When Metadata are created, they are based upon a data file. However, modifying one file doesn't automatically change the other, and Metadata aren't reset by default in a Branch, Condition or Loop.

  • Modifying Metadata does not immediately modify the data. This is one of the benefits of Metadata because you can sort it, filter it, sequence it, add data to it, without ever modifying the data file itself. This is important because if you, for instance, filter out certain data pages from the Metadata and then save your data file with the Send to Folder task, the full data file is saved, not the filtered one. However in some cases Metadata does affect your output directly (see How Metadata affects the output).

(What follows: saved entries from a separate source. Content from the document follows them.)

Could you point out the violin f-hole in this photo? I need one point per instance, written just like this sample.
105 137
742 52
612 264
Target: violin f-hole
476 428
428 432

  • Modifying data does not immediately modify the Metadata. So, if you have a PDF file with Metadata and you use a PDF splitter, the Metadata information would still reflect the original data, not the split. This can generally be resolved by using the Create Metadata plugin (again).

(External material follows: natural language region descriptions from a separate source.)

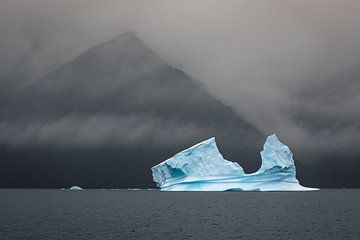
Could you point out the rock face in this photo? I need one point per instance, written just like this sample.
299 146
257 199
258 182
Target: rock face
116 109
203 168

  • Branches, Conditions and Loops (such as the PDF Splitter) do not reset the Metadata. This is important to know in cases where Metadata does affect your output (see How Metadata affects the output). Not handling the Metadata properly in such cases can cause confusing issues because the Metadata and the Data may become out of sync.

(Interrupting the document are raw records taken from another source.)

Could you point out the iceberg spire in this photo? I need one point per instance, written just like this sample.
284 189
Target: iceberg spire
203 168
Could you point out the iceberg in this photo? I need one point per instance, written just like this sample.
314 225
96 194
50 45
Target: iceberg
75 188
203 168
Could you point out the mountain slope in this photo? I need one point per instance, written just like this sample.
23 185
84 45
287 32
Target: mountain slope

How tasks influence Metadata

As a general rule, only Input tasks and Metadata related tasks modify Metadata. There are, however, a few notable exceptions:

How Metadata affects the output

By default the data file is not affected when the Metadata are modified. There are however a few situations in which Metadata will or may affect the output.

Output issues caused by Metadata, and how to avoid them

A Branch, Loop (the PDF Splitter, for instance, or the Loop task) and Condition don't reset the Metadata. This can cause confusing issues if they are used in combination with a task that takes the Metadata into account.
To avoid such issues, either regenerate your Metadata inside the (condition) branch or loop as early as possible (see Create Metadata), or use the Metadata File Management to delete the active Metadata file and let the data file be taken into account instead of the Metadata.

Example

Here is an example of an issue that occurs when Metadata is not re-created in a Loop.

In the following process, the Job file is a PDF that contains several invoices. Some (but not all) of those invoices start with a separator page that you don't want to print. Invoices that don't have a separator page should be printed as-is.
The process would look something like this (by default):

  • Step 2 splits the PDF whenever it encounters a new Invoice Number on the Top Right corner of a page. From this point on, the rest of the process applies to each split (i.e. each invoice).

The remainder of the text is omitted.